Friday, July 8, 2011

Internet "Privacy"

I'd like you to take a seat.  Get comfortable, because what I am about to say might be uncomfortable for you to hear.  Yes, those people in the room with you can stay, they need to hear it too:

I am judging you.

I don't mean to, and many times, I'm not even aware that I'm doing it.  But I am.  Every time you post something, or even if you don't post for a while, I learn something about you that either earns you a few more points in the "like" column, or a few more points in the "dislike" column.  And here's something else that's also kind of difficult to say:

I am not unique in this.  

We ALL learn about each other from the way we present ourselves and how we act, it's not just on Facebook.  It's not even exclusive to the Internet, because believe me, if you get drunk and puke on my shoes, I will notice.  The internet is different from a party however, because while I can take a shower and buy new shoes, it is virtually impossible to remove content wholly from the web.  That part was important, so I'm gonna do another bolded bullet point:

Once it's on the web, it's there forever.

Oh sure, you can write to YouTube, or Facebook, or whatever, and have the offending material removed, but dollars to donuts someone has it saved somewhere and it will resurface again.  The scarier part is that somewhere on a server is a cached copy of that video of you lighting your dog's farts.

Now I'm not telling you this to scare you, or to encourage you not to light your dog's farts... though that is pretty gross, and probably not very good for you OR your dog... point is, I'm not even the person you need to worry about.  Check out this article from Gizmodo:

That's right, kids.  Not only is it possible for potential employers to Google your name, now a company has figured out a way to do it FOR them in a way that doesn't violate fair hiring practices.  They don't look for race, religion, marital status, or kids, but they DO look for violent tendencies, references to drugs, racist remarks, and sexually explicit behavior.  What does that mean?  And I truly hope you'll pay attention to this next part:

Think before you post.

If you drop an F-bomb in a review on Yelp, they can find it.  If you twitter a picture of you wearing a Circa 1941 SS Uniform, they can find it.  If you make a comment about the president being a socialist, they can find it.  Anything connected with your name, address, email and phone number is fair game.  

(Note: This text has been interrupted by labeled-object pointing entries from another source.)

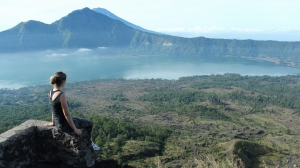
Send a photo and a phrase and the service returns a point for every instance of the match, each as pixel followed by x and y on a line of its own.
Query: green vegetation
pixel 187 122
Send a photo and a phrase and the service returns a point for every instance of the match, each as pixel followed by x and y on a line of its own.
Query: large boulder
pixel 31 143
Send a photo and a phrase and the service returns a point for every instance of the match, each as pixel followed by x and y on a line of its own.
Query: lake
pixel 31 69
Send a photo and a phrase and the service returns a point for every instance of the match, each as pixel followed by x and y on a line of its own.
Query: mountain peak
pixel 115 17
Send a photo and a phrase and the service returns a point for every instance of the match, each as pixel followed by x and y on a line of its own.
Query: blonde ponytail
pixel 58 78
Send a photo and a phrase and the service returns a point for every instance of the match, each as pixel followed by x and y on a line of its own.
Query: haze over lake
pixel 31 69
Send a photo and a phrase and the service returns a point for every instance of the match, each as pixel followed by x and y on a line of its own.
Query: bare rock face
pixel 32 143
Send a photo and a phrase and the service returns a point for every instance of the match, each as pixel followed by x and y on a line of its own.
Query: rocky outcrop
pixel 32 143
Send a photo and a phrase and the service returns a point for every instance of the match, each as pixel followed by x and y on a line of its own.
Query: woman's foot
pixel 95 147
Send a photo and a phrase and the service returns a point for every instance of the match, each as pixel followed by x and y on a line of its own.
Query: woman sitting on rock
pixel 61 117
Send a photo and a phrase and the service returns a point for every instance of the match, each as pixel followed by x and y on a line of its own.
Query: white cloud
pixel 216 29
pixel 103 47
pixel 167 44
pixel 56 55
pixel 84 50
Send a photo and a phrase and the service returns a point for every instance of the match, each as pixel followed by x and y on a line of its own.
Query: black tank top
pixel 58 115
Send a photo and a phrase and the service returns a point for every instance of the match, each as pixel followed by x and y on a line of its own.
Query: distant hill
pixel 86 28
pixel 113 16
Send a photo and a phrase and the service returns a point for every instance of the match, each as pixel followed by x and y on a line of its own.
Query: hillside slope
pixel 86 28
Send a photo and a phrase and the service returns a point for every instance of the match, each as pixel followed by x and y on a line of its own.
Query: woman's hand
pixel 49 124
pixel 78 131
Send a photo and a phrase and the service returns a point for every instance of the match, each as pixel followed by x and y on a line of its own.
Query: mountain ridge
pixel 86 28
pixel 113 16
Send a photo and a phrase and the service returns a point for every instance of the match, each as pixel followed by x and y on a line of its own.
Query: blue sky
pixel 239 19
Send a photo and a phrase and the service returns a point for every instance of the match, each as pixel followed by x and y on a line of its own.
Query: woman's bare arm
pixel 65 108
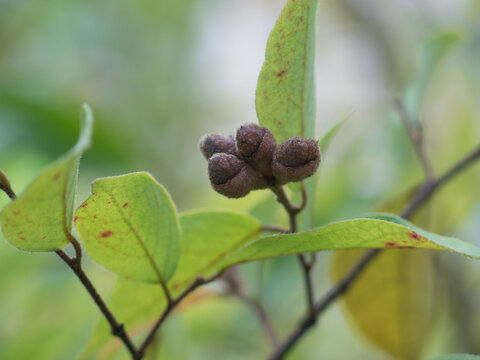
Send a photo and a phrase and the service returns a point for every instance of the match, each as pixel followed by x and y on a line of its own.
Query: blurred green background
pixel 158 75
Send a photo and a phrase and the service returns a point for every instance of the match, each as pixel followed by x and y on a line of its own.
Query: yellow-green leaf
pixel 208 237
pixel 130 225
pixel 285 96
pixel 392 301
pixel 41 218
pixel 380 231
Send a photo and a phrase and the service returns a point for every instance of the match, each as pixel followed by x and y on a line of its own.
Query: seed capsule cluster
pixel 253 160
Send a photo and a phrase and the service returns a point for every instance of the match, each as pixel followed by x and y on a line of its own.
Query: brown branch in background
pixel 415 133
pixel 423 194
pixel 6 186
pixel 116 328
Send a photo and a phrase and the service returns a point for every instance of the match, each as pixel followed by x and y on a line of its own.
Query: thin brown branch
pixel 292 211
pixel 423 194
pixel 199 281
pixel 236 287
pixel 274 228
pixel 415 133
pixel 116 328
pixel 6 186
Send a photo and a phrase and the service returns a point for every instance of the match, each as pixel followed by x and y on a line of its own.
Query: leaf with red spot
pixel 285 96
pixel 44 212
pixel 130 225
pixel 374 231
pixel 213 234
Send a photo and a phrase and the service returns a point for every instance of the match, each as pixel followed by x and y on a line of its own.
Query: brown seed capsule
pixel 256 145
pixel 295 159
pixel 231 177
pixel 216 143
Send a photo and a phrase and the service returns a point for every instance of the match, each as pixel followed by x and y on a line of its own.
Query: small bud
pixel 295 159
pixel 256 145
pixel 216 143
pixel 231 177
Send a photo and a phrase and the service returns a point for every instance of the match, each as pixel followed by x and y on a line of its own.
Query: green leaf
pixel 392 301
pixel 376 231
pixel 130 225
pixel 285 96
pixel 41 218
pixel 456 357
pixel 434 49
pixel 208 237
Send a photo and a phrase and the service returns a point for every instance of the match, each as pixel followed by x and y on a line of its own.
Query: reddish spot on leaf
pixel 413 235
pixel 106 234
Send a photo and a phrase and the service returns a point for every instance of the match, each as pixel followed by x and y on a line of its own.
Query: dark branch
pixel 423 194
pixel 6 186
pixel 274 228
pixel 236 287
pixel 116 328
pixel 199 281
pixel 292 211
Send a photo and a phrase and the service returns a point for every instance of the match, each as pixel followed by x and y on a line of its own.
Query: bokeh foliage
pixel 140 66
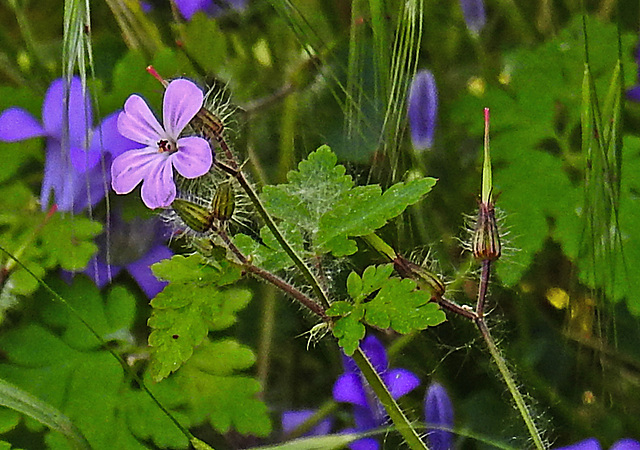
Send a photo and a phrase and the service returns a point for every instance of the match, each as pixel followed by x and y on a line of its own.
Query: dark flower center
pixel 166 146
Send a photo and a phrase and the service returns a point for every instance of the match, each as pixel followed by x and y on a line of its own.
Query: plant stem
pixel 300 264
pixel 398 418
pixel 511 384
pixel 290 290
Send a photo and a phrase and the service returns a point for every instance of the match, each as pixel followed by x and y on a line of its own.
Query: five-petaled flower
pixel 423 109
pixel 211 7
pixel 438 411
pixel 72 170
pixel 163 148
pixel 133 246
pixel 352 387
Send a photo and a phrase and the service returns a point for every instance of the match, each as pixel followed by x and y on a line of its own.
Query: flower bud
pixel 486 238
pixel 195 216
pixel 223 203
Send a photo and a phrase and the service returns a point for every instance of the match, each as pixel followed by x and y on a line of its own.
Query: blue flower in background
pixel 212 8
pixel 293 419
pixel 474 15
pixel 351 387
pixel 133 246
pixel 72 172
pixel 593 444
pixel 438 410
pixel 423 109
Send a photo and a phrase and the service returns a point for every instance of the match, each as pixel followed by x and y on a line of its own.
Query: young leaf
pixel 188 307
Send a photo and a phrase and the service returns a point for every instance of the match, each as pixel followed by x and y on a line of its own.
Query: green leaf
pixel 216 392
pixel 364 210
pixel 400 306
pixel 311 191
pixel 187 308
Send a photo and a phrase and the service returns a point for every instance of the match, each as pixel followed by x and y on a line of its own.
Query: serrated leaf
pixel 188 307
pixel 312 190
pixel 215 392
pixel 365 209
pixel 402 307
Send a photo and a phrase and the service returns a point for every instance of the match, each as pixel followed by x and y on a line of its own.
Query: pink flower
pixel 153 164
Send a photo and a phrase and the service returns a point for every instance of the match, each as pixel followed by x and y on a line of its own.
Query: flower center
pixel 166 146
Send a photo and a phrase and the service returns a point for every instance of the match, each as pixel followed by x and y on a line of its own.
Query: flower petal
pixel 158 188
pixel 132 167
pixel 16 124
pixel 193 158
pixel 138 123
pixel 189 7
pixel 626 444
pixel 400 382
pixel 182 100
pixel 101 273
pixel 107 138
pixel 438 411
pixel 587 444
pixel 348 388
pixel 423 109
pixel 80 114
pixel 140 270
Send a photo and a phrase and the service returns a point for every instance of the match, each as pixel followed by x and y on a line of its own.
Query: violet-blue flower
pixel 212 8
pixel 72 172
pixel 293 419
pixel 438 411
pixel 593 444
pixel 351 387
pixel 133 246
pixel 474 15
pixel 163 148
pixel 423 109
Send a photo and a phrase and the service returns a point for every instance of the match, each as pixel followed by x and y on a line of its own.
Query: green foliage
pixel 538 167
pixel 321 200
pixel 188 307
pixel 68 369
pixel 395 304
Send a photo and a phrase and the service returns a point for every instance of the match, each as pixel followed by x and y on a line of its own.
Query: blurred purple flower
pixel 474 15
pixel 423 109
pixel 163 149
pixel 593 444
pixel 633 94
pixel 293 419
pixel 212 8
pixel 438 410
pixel 351 387
pixel 133 246
pixel 73 174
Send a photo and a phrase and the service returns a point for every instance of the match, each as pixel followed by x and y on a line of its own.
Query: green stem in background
pixel 521 405
pixel 401 422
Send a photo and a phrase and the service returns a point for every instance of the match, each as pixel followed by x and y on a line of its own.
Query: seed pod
pixel 195 216
pixel 486 238
pixel 420 275
pixel 223 203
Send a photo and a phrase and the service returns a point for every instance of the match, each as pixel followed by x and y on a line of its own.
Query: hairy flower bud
pixel 223 203
pixel 486 237
pixel 195 216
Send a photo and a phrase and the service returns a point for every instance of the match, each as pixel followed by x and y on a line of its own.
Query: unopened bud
pixel 424 278
pixel 486 238
pixel 195 216
pixel 223 203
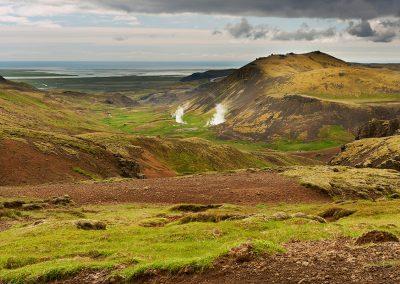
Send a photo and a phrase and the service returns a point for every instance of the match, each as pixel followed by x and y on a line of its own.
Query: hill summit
pixel 296 96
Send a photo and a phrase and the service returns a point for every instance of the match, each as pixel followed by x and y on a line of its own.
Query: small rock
pixel 376 237
pixel 13 204
pixel 90 225
pixel 32 206
pixel 280 216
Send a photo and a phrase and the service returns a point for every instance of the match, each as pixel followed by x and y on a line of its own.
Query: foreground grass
pixel 56 249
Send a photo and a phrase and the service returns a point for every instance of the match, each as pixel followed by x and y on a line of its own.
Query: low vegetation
pixel 381 153
pixel 46 244
pixel 344 182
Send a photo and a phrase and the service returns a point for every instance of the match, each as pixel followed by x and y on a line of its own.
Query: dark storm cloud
pixel 361 29
pixel 244 29
pixel 305 33
pixel 342 9
pixel 383 31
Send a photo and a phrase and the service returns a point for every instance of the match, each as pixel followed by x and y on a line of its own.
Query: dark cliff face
pixel 379 128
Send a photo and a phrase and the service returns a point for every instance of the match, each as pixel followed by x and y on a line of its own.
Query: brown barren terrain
pixel 237 188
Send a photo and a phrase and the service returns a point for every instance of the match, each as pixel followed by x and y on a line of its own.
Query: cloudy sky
pixel 197 30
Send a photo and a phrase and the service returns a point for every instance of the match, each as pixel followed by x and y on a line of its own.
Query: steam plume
pixel 219 116
pixel 180 111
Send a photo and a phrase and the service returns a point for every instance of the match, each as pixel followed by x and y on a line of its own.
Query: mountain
pixel 55 137
pixel 381 153
pixel 299 96
pixel 208 75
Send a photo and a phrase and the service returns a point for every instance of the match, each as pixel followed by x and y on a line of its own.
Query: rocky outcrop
pixel 379 128
pixel 129 168
pixel 381 153
pixel 209 75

But this isn't just about employers.  Your friends see your private posts, the ones those searches can't find, and believe me, they are judging you too.  Because they know that they are judged by the company they keep, just as everyone else is.  

So what am I suggesting?  Censorship?  Fear of expression?  Hardly.  But I want you to be aware that the opinions you choose to express publicly have repercussions.  This is not new.  We have always been held accountable for what we say in public, problem is, we can now say things in public from the privacy of our living room.  And once it's on the internet, the fact that you were drunk, or upset, or hadn't slept for 2 days doesn't matter.  By the time you can explain, you've already been convicted in the court of Public Opinion.

Plain text robs us of context.  It can be particularly effective for comedic purposes, but remember that for a large portion of the people you are in contact with, all they know of you is what is on your Facebook Feed, at least until the next time they see you.  The Myth that people are not the same on the internet as they are in person can no longer protect you, especially if you use your real name or any part thereof.

So please, and I say this with all the love and support I can: Choose your words carefully, you may have to eat them.